# Skip Lists

Skip lists are a data structure that offers an alternative to balanced binary trees, especially when elements are not inserted in a random order. Binary trees can suffer from poor performance if elements are inserted sequentially, leading to degenerate structures. While randomly permutating input data is impractical, skip lists use probabilistic balancing rather than strict balancing to achieve quick search, insertion, and deletion of elements.

**Key Advantages:**

- Quick Search, Insertion, and Deletion: Skip lists allow for rapid search, insertion, and deletion of elements in contrast to sorted linked lists, where these operations are O(n) as they require scanning the list node by node.

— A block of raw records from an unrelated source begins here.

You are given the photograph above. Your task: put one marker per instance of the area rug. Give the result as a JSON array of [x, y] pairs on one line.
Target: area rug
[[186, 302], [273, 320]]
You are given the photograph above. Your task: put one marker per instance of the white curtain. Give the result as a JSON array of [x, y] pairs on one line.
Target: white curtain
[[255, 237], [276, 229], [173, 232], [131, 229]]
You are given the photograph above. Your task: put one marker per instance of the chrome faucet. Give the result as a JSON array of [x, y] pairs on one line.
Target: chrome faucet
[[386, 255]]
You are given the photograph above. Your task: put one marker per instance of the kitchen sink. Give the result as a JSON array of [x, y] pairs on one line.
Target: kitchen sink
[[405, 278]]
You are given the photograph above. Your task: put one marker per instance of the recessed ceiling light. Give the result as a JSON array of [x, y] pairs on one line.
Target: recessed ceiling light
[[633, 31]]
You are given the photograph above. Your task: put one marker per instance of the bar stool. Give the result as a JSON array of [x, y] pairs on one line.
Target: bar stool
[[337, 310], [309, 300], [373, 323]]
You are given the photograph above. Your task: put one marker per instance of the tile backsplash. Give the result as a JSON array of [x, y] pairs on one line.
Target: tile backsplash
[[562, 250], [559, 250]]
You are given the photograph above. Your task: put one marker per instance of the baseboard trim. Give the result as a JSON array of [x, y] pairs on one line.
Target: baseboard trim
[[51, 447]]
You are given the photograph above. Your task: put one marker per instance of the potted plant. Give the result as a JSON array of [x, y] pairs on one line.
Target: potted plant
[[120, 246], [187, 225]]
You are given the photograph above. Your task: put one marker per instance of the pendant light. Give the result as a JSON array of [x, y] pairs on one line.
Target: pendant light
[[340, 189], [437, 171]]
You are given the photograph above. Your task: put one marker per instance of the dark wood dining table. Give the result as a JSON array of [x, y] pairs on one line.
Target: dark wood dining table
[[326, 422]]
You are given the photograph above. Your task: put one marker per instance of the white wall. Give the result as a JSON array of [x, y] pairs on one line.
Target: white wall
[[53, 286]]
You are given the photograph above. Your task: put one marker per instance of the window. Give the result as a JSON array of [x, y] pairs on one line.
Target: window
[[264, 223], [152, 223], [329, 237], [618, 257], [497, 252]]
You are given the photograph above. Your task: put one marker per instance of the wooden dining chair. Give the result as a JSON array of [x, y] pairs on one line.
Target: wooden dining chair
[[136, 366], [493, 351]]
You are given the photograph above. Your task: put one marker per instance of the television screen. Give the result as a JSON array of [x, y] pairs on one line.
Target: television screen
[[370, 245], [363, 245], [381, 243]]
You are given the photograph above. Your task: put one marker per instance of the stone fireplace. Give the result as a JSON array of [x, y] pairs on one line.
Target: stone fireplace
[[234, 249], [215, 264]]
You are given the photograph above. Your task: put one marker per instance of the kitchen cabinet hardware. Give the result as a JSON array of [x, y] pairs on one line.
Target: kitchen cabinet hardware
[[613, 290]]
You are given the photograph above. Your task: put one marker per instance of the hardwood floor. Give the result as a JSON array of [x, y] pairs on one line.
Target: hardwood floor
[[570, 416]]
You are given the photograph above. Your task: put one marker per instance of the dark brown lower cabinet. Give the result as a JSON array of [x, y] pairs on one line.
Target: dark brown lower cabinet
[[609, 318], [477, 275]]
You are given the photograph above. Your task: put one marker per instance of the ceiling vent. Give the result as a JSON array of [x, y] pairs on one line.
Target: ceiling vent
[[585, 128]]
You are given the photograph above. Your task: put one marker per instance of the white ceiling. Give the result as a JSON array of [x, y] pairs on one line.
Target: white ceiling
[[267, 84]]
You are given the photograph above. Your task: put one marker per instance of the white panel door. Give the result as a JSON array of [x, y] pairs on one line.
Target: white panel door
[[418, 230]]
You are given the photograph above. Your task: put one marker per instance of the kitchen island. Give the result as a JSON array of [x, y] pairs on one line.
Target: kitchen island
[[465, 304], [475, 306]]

- Probabilistic Balancing: Instead of enforcing strict balance, skip lists employ probabilistic balancing. They include additional pointers that allow intermediate nodes to be skipped, reducing the cost of scanning.

- Linked List with Extra Pointers: At its core, a skip list is similar to a linked list but with additional pointers to facilitate skipping nodes. These pointers are used to make decisions using a random number generator.

The fundamental idea behind skip lists is to improve the efficiency of operations by allowing larger steps when traversing the list, which leads to improved performance compared to traditional sorted linked lists.

---

Illustration of a simplified Skip List:

```
Skip List:
+---+                   +---+                   +---+
| H | ------------------>| 3 | ------------------>| 8 | ----> NULL
+---+                   +---+                   +---+
|   | --->|   |         |   | --->|   |         |   | ---> NULL
+---+     +---+         +---+     +---+         +---+
| H |     | 2 | ------> | 3 |     | 4 | ------> | 8 | ----> NULL
+---+     +---+         +---+     +---+         +---+
|   |     |   | --->   |   |     |   | --->   |   | ---> NULL
+---+     +---+         +---+     +---+         +---+
```

In this illustration:

- "H" represents the header node.
- The skip list has multiple levels. In this simplified example, there are two levels.
- Each node has a value associated with it (e.g., 2, 3, 4, 8).
- Arrows indicate the links between nodes.
- The highest level links are skipped levels, allowing for faster traversal.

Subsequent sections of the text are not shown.